Dopo l’esportazione del colorato K-Pop, per la Corea del Sud è il momento della K-Beauty. Perché non solo le compratrici dell’avantissimo popolo asiatico sono affamate di brand occidentali (il successo di Givenchy beauty recentemente è stato epocale).
Ma, come in un rigurgito di nazionalismo estetico, sono proprio ora loro, i coreani, a fare da leader nei segreti di bellezza a livello mondiale.
K-beauty è sinonimo del vivace quartiere di Myeongdong di Seoul che ospita negozi di cosmetici locali che impiegano estratti di lumache, un ingrediente distintivo dei prodotti di bellezza coreani le cui promesse di pelle luminosa, avvolti in accattivanti confezioni, hanno attratto i consumatori del paese e non solo.
Negli ultimi cinque anni, le esportazioni di K-beauty sono cresciute da 1 miliardo di dolalri nel 2012 a 2,64 miliardi nel 2017, secondo il Servizio doganale della Corea. L’ondata è andata di pari passo con l’hallyu, un’onda culturale della Corea del Sud che ha investito il mondo, specialmente in Cina. Ma nonostante la ripresa, i marchi coreani stanno affrontando una crescente concorrenza in patria da parte dei giocatori del lusso globale.

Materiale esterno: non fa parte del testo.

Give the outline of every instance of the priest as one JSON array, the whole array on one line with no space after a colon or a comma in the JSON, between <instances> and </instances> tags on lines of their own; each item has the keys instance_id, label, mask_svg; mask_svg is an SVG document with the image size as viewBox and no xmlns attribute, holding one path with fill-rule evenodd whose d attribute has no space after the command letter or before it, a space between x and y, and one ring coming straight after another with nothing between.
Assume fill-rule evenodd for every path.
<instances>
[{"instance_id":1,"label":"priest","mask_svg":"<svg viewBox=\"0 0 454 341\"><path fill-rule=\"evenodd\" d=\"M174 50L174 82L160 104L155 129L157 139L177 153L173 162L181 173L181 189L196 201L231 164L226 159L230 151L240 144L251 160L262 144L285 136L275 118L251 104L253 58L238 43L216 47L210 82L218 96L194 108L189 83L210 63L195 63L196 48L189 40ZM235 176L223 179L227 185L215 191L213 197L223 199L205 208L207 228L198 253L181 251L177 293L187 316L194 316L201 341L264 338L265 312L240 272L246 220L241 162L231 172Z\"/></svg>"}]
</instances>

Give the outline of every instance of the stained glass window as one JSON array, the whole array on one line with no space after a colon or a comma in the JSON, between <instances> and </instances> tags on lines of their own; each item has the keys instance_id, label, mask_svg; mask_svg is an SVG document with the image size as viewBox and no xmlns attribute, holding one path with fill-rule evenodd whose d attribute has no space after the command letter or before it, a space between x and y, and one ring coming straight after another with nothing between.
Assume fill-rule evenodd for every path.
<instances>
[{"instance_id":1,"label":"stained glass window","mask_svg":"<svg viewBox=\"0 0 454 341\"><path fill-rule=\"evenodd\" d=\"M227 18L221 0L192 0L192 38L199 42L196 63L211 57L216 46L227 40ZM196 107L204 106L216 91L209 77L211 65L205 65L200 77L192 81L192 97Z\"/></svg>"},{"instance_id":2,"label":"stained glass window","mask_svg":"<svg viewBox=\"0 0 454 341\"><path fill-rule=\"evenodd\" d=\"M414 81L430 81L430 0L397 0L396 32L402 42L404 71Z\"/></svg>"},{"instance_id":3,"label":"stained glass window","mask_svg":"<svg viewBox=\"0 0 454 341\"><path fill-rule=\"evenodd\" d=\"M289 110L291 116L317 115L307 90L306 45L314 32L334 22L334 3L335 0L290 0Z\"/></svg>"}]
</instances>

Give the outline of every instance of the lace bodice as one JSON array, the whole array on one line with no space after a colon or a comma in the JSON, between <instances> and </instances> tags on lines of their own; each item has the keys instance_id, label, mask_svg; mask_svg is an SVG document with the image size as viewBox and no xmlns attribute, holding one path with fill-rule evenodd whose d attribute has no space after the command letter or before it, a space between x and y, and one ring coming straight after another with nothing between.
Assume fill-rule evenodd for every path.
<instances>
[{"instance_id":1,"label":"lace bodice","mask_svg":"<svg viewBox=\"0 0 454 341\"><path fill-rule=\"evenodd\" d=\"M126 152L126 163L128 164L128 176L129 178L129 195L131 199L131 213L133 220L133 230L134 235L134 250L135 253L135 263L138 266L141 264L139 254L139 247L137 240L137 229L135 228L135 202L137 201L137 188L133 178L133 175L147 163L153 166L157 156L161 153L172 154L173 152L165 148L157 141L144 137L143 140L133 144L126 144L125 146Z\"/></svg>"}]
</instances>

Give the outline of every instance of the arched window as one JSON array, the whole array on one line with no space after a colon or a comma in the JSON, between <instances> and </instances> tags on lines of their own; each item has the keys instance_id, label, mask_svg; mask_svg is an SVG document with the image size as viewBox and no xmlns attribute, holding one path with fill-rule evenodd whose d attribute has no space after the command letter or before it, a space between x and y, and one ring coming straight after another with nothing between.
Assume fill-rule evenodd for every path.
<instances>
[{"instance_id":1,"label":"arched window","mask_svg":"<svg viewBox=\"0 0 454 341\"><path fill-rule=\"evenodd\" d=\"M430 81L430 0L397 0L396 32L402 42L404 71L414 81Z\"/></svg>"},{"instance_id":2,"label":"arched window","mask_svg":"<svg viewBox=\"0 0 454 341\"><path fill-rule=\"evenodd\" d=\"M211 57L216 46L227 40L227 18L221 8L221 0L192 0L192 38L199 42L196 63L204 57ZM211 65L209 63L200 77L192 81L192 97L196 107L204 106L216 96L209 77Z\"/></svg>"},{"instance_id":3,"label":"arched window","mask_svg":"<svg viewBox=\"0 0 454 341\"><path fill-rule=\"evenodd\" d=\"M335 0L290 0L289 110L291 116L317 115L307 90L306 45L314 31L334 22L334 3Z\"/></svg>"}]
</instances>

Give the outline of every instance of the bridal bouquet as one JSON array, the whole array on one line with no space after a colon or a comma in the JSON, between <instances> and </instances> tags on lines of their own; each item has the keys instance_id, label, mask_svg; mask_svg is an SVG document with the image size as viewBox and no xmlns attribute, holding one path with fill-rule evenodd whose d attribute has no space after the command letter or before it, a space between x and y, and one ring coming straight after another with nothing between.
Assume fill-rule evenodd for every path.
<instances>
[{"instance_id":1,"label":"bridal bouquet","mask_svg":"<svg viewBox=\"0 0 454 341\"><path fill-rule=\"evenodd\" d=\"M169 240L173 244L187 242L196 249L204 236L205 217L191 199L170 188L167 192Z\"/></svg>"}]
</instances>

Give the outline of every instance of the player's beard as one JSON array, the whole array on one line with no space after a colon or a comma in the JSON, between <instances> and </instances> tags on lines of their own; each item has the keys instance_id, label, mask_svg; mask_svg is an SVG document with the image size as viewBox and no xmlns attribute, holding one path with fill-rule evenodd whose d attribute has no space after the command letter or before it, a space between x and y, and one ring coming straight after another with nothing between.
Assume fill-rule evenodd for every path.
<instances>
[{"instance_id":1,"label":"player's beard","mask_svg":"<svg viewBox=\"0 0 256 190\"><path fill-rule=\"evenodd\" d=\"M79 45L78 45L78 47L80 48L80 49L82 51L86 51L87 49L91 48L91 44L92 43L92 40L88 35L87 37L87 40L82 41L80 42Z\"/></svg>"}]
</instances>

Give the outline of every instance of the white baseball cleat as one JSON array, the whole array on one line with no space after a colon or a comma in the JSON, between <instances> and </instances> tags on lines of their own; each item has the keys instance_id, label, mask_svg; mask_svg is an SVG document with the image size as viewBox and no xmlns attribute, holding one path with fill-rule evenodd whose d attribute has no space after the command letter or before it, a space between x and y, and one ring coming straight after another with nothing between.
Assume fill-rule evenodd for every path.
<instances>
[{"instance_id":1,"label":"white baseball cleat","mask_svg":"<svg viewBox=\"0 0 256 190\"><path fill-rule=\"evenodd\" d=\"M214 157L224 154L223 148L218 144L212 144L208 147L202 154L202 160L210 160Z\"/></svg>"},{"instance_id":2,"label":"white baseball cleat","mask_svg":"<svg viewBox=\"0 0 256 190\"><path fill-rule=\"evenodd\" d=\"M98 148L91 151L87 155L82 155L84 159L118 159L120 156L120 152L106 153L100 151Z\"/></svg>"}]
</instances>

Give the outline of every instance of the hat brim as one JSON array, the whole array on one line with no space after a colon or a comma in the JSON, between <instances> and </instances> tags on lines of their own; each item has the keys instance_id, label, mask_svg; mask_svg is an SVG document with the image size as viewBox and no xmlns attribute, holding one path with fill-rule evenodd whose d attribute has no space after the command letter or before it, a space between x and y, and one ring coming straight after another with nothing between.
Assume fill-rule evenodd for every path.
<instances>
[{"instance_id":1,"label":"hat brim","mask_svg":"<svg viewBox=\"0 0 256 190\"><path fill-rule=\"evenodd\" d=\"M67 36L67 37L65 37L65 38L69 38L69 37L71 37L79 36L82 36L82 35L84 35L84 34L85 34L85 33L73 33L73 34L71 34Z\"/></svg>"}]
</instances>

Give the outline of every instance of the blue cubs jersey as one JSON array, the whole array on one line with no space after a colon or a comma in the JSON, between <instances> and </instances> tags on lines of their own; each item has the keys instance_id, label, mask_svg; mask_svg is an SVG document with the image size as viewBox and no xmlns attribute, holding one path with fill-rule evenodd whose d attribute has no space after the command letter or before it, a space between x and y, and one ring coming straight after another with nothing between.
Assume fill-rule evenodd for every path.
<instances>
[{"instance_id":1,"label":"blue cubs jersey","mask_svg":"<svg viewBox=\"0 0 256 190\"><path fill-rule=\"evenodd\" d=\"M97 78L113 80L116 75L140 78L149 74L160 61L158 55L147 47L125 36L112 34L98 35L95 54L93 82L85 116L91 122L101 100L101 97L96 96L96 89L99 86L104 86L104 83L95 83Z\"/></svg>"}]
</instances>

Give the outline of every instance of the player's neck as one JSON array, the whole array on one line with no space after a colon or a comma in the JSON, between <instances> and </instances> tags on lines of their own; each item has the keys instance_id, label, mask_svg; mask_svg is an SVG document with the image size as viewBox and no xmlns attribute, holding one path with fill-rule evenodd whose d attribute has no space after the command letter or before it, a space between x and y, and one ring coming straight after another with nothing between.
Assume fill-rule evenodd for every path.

E da noi vanno forte loro. Proprio i marchi K riuniti nel multi-brand MiiN che ha aperto a Milano, dopo aver fatto man bassa nelle capitali mondiali fin dal 2014. Qui si trovano alcuni marchi in esclusiva come Klairs, Aromatica, Son & Park, Benton e Shangpree che sono già i favoriti delle make-up addicted.
Ci sono molte maschere e sieri anti-age nella collezione beauty coreana. L’assortimento privilegia le machere in tessuto di Leegeehaam e i patches al sambuco nero. E poi la mitica Beauty Water che chissà per quale congiunzione favorevole, è la più ricercata al mondo nel suo settore.